Dáil debates

Tuesday, 21 November 2023

Health Service Recruitment Freeze: Motion [Private Members]

 

8:00 pm

Photo of Joan CollinsJoan Collins (Dublin South Central, Independents 4 Change) | Oireachtas source

I thank Sinn Féin for bringing this motion to the House. I am supporting it because my experience has been that there are serious issues in the health service. We are in this position because of a political choice by the Government to underfund our health services. We will now see plans to recruit an extra 7,000 needed staff scrapped. The recruitment freeze will continue into next year. That is what the Government’s decision to underfund the HSE by €1.4 billion looks like. The Government has reversed course. It realised it was wrong on the health budget only a little over a month after everyone else realised it was wrong. The Government added an extra €960 million for this year but it is still not enough. It is still an underfunding, especially with increased demand and inflation. There is still no word on reversing the recruitment freeze either.

According to the INMO, in September alone, we had more than 1,000 children on trolleys and a total of 87,321 people on trolleys from January to September. What will this look like in a month’s time as we face into our annual and worsening winter health crisis, with a recruitment freeze and a hundreds of millions missing from the HSE budget? What does this look like for people on the ground? I have a letter from the Coombe hospital's gynaecology section, in reply to a question I put from a constituent, saying that waiting lists are so long because of a lack of clinical nursing specialists. It goes on to say this is now compounded by a widespread recruitment freeze. That letter is from the communications manager in the Coombe hospital. She goes on to mention a recruitment freeze for all staff, with the exception of consultants and graduate nurses and midwives. That is the reality for people waiting on those lists.

I raised the issue last week of two women I have been representing. They have been waiting in pain for years for care due to a lack acute hospital beds for their aftercare, and in no small part because of the lack of staff. I have repeatedly raised the situation in the Old County Road primary healthcare centre, where for more than a year there have been no three or ten-month developmental checks due to the lack of nurses. I have also raised the issue of Curlew Road healthcare centre and Limekiln Lane healthcare centre, which are also not offering the three or ten-month developmental checks due to a lack of nurses. We know those developmental checks are massively important to any child's future health.

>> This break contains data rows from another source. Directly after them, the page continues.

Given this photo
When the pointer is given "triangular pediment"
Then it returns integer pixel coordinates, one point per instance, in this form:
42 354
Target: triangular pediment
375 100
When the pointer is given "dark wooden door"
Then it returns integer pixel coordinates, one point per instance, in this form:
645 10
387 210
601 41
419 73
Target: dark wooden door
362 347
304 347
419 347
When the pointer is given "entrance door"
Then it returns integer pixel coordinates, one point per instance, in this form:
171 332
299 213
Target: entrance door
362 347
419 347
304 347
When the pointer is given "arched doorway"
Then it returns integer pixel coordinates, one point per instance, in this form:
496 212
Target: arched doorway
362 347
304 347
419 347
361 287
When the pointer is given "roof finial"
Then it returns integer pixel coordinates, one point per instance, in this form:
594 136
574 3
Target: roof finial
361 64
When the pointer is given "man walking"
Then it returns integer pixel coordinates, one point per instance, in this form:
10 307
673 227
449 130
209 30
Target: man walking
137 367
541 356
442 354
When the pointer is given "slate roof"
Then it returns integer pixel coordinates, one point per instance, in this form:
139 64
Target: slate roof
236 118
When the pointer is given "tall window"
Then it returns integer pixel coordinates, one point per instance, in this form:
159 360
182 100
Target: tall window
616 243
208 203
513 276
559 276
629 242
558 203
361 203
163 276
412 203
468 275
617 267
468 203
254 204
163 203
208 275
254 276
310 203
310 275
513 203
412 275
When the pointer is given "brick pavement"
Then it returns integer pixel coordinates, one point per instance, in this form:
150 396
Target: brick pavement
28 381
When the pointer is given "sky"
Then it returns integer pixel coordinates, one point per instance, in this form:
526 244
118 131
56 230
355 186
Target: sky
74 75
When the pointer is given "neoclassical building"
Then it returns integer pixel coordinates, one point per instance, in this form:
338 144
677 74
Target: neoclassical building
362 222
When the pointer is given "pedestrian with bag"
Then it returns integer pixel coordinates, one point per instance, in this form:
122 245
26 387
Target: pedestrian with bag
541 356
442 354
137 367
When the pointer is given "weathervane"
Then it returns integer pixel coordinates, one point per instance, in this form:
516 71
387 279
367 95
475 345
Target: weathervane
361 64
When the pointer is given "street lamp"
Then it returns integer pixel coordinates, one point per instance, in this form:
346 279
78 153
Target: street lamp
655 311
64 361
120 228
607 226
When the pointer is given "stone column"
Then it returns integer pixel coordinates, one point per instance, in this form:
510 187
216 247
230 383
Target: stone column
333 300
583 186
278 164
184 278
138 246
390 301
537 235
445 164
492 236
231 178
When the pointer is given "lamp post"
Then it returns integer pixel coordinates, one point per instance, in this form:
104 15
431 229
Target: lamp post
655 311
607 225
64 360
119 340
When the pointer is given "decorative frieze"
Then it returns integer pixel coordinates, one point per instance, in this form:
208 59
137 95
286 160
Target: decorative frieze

One of the women I have represented was due to have a hernia operation back in 2019. She was referred to the National Treatment Purchase Fund in early 2020 just before Covid. The private hospital to which she was referred would not perform the operation because the surgery was very complicated and as we know, the private healthcare sector is not interested in complicated cases but only in simple cases like knee operations, which is where the money is. The woman has been left languishing on the waiting list since then. I have submitted three parliamentary questions on her behalf in 2021, 2022 and 2023. Her stomach is so extended now that the operation is going to take five hours because her organs will have to be put back in place. The Government is saying that there is no crisis in bed availability but that is the reality for one woman. I also represented a young girl with scoliosis in 2018 who waited for four years for an operation on her back. Earlier this year the screws in her back became loose and the bones started coming away from the rod. She is in severe pain but has been told by Tallaght University Hospital that it cannot do the operation because it does not have an acute bed to link in with her surgery. That is the reality for people on the ground. I cannot understand how the Minister could come in and say what he said.

We had 1,278 people die last winter alone due to delays in care. That is a damning indictment of how our health system is being run. People are being let down time and time again because this Government and successive governments led by Fianna Fáil, Fine Gael, the Green Party and the Labour Party, have failed to reform our health service or fund it adequately in its current capacity.

What we have seen from the Government this year is less money, fewer staff and less services. There has been no real progress on Sláintecare and no hint of the resources and political will needed to transform our health service into a better public system. Health austerity, underfunding of staff and budget cuts are not reforms but a way of keeping our public system on life support in an attempt to pass the issue over to whoever gets the health portfolio next.